Layer 3 is the cryptography and ARG layer. Some puzzles in this layer took weeks or months of coordinated community effort to crack after the May 2024 launch. This is not a failure of design; it is an intentional third contract with a different audience. Layer 3 acknowledges that the deepest puzzle architecture in the game was not built for a solo player working in a single session. The puzzles are community-scale. They earn their cost in this sense: they are the game’s argument that puzzle-design can scale outward from a single brain.

Animal Well Layer 2 secret rabbit puzzle discovery

The Zones and Their Architecture

Each zone in Animal Well is an architectural puzzle: not a themed environment with puzzles placed inside it, but a space whose geometry is the puzzle.

The Bird Area stages the route through vertical movement; it is where the bubble wand’s surface use is taught most cleanly, and where the first hints of the second-use logic begin to surface. The Bunny Forest introduces the flute’s environmental-response mechanic through spatial density: creatures and flora respond to melody, and the zone teaches the player that sound is a puzzle-solving tool before the game states this directly.

The Sea is the water-traversal puzzle zone, where the slinky’s spatial weight becomes the primary vocabulary: swimming routes that require the player to think in three dimensions, using the slinky’s arc to reach switches that direct water-flow. The Mainframe is the late-game digital-puzzle layer, visually distinct from the organic zones, and the zone where the disc’s return-to-hand mechanic is most rigorously staged. The Pearl region, home to the egg-collecting deep layer, is where the firecracker’s timing-puzzle vocabulary is deployed most densely; the puzzle architecture here requires the player to use creature-scare responses as triggers, timing the firecracker’s detonation against spatial events.

Every zone earns its named role in the item economy. There is no decorative geography in Animal Well; each space exists because it requires a specific item-vocabulary interaction that could not be taught cleanly elsewhere.

No Combat, and What That Argues

Animal Well has no combat. The player cannot kill anything. Creatures can end a run, but the punishment-loop is minimal: respawn costs are light, and the game does not ask the player to replay encounter sequences. The absence of combat is not a concession; it is an argument.

The argument is this: the metroidvania shape does not require encounter-stress to generate forward momentum. Hollow Knight’s traversal-metroidvania structure relies on encounter-survival as the primary tension; reaching a new zone costs the player something, and the cost is measured in combat difficulty. Animal Well’s puzzle-metroidvania structure relies on route-discovery as the primary tension; reaching a new zone costs the player puzzle-vocabulary fluency, and the cost is measured in understanding.

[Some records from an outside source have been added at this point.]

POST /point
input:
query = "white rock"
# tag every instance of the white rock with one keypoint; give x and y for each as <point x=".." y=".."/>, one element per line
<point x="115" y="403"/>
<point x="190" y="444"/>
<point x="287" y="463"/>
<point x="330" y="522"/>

Removing combat isolates what the route-design is actually doing. Without encounter-stress, every forward-movement moment in Animal Well is purely a puzzle-vocabulary moment. The player is not navigating toward a boss encounter; they are navigating toward a puzzle-vocabulary test. The route argues for the game’s design in this: by stripping the genre of its combat layer, Basso reveals that the route-design itself was always the architecture, and the combat in traversal-metroidvanias has historically been load-bearing for forward-momentum in ways that Animal Well simply does not need.

Eighteen months on, the no-combat argument reads as confident rather than constrained. The puzzle-vocabulary is sufficient architecture.

Value at Eighteen Months

At £19.99, the surface contract is six to ten hours for an attentive solo player completing Layer 1. That is a credible price-to-hour ratio for the genre. But the second-pass and third-pass contracts alter the calculation substantially.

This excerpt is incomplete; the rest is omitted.